Key GPS Coordinates - DATUM WGS84

  • N40 03.560 W105 19.189 — 0.0 miles : Ann U. White Trailhead
  • N40 03.371 W105 19.611 — .55 miles : Cross steram
  • N40 03.570 W105 20.032 — 1.1 mile mark
  • N40 03.540 W105 20.546 — 1.6 miles : End of trail

Worth Noting

  • Larkspur, wild rose, shooting stars, daisies, heartleaf arnica, sugar bowls and penstemon are among the dozens of wildflower species found along Four Mile Creek. The scent of aromatic woodland herbs such as spearmint can be detected on hot, breezy days.
  • .

  • The Anne U. White Trail is one of the few places in Boulder's Front Range trail network where you may find the Calypso Orchid (also known as a fairy slipper or Venus slipper). This perennial member of the orchid family has small pinkish-purple flowers accented by a white lip, dark purple spots and yellow beard.

  • Summer trail runners will enjoy extensive shade along this naturally cool streamside setting. Short distances, narrow passages and multiple stream crossings may limit high-intensity runners from hitting full stride.

  • Mountain lions are seldom seen but do inhabit this area. Be mindful of children and avoid running alone or at dusk and dawn.

  • Respect private property lines along the trail, at its terminus and beyond. Parking is very limited at the Anne U. White Trailhead. Do not park on private property.

Rules and Regulations

  • Bikes are not permitted on the Ann U. White Trail.

Directions to Trailhead

From Boulder, take Broadway north to Lee Hill Road. Turn left (west) onto Lee Hill Road and continue for 1.1 miles to Wagonwheel Gap road. Turn left and continue for exactly 1 mile to a dirt road on your left.
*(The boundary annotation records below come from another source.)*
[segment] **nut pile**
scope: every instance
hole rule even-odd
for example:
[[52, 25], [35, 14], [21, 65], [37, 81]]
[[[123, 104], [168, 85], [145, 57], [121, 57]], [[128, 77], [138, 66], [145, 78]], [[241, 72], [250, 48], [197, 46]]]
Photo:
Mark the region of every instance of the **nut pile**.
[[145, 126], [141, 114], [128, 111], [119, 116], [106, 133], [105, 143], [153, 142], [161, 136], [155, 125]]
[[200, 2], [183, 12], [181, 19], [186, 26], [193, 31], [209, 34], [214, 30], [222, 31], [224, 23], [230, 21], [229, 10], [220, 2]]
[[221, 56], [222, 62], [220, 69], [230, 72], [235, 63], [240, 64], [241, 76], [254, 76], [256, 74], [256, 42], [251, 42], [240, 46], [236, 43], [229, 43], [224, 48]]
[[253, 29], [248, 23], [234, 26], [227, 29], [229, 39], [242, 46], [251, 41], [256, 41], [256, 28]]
Travel 0.2 miles to the Anne U. White Trailhead and parking area (on your right). Park at the trailhead or along the side of the road near the trailhead.

Contact Information

Boulder County Parks & Open Space
5201 St. Vrain Road
Longmont, Colorado 80503
Phone: 303.678.6200
Fax: 303.678.6180

Trip Reports

There are no trip reports on this trail.


"We went to check a few months back and it was still a complete disaster area. I don't think it'll be open for quite some time. "
Doug  -  Boulder  -  Date Posted: June 25, 2016
"Alas, this great little trail was heavily damaged during the September 2013 Boulder Flood and is currently closed. Check the Boulder County website for up to date information."
Simon  -  Boulder, CO  -  Date Posted: November 15, 2013
"What a beautiful little walk, crisscrossing the creek several times and providing many photo ops. A short hike, up and back, and not really suitable for strollers beyond the first 100 yards or so. Nice, fairly easy walk, well worth the scenery in the mornings. "
Terry Moore  -  Broomfield, CO  -  Date Posted: June 1, 2013
"The dirt road where you turn left and go .02 miles is called Pinto Rd. and the road dead-ends at the trailhead. Only five parking places at the trailhead and there are No Parking signs on both sides of Pinto Rd."
Mike Duignan  -  Boulder  -  Date Posted: October 31, 2012
"From July 1 to August 31, the trail closes at noon each day (for the remainder of the day) due to the danger of flash floods."
Gerty Bonam  -  Mead. CO  -  Date Posted: August 12, 2012
"Trail is only open from 9am-12pm each day through Aug 31st. It closes at noon for the flood danger."
Tasha  -  Longmont  -  Date Posted: August 12, 2012
"This trail closes at noon every day between July 1 and August 1 due to flood danger."